FPNS showed an acceptable safety activity profile in predictable BTP due to painful mucositis in HNC patients during RT ± ChT. FPNS was also effective in reducing the mucositis sequelae and allowing the completion of RT scheduled scheme. Moreover, patients declared satisfaction in terms of ease of use.
本分析旨在评估速效阿片类药物在一组头颈部癌(HNC)患者中的有效性和耐受性,这些患者在进行根治性或辅助性放化疗(RT±ChT)期间因疼痛性粘膜炎影响吞咽功能而出现突发性疼痛(BTP)。
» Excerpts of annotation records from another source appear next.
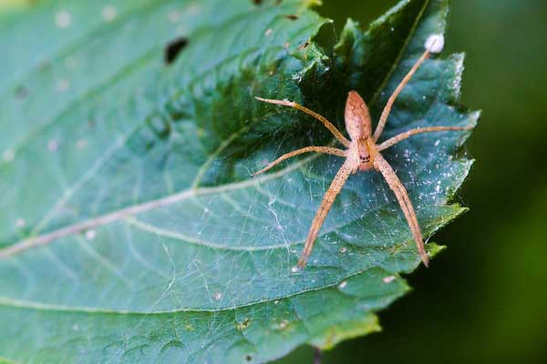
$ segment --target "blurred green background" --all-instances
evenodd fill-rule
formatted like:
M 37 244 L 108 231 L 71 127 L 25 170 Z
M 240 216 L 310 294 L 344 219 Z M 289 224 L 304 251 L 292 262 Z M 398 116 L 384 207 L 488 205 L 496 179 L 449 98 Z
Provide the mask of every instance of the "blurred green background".
M 340 31 L 397 0 L 325 0 Z M 408 277 L 384 331 L 323 363 L 547 363 L 547 1 L 453 0 L 445 55 L 466 52 L 462 103 L 482 109 L 459 192 L 470 211 L 437 234 L 449 249 Z M 311 363 L 304 348 L 280 363 Z

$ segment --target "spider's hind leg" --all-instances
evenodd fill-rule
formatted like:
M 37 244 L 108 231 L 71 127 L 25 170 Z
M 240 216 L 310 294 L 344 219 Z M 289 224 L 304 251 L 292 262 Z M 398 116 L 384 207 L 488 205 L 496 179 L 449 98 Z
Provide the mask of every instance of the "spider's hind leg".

对在RT±ChT期间因疼痛性粘膜炎而接受芬太尼果胶鼻喷雾剂(FPNS)治疗突发性BTP的HNC患者进行回顾性分析。观察期从RT±ChT开始起为90天。
分析了40例因疼痛性粘膜炎接受FPNS治疗突发性BTP的HNC患者。未经治疗的BTP发作的平均数字评定量表(NRS)为5.73±1.54,使用FPNS后降至2.25±2.45(中位剂量100微克)。在疼痛治疗期间,进餐次数从2.08±0.35增加到2.868±0.4(p = 0.000),体重指数(BMI)保持稳定(从25.086±3.292降至25.034±3.090;p = 0.448)。94.9%的患者对效果的快速性感到满意或非常满意,97.4%的患者对使用的简便性感到满意。
在HNC患者RT±ChT期间,因疼痛性粘膜炎导致的可预测性BTP中,FPNS显示出可接受的安全性。FPNS在减轻粘膜炎后遗症和使RT计划方案得以完成方面也有效。此外,患者对使用的便利性表示满意。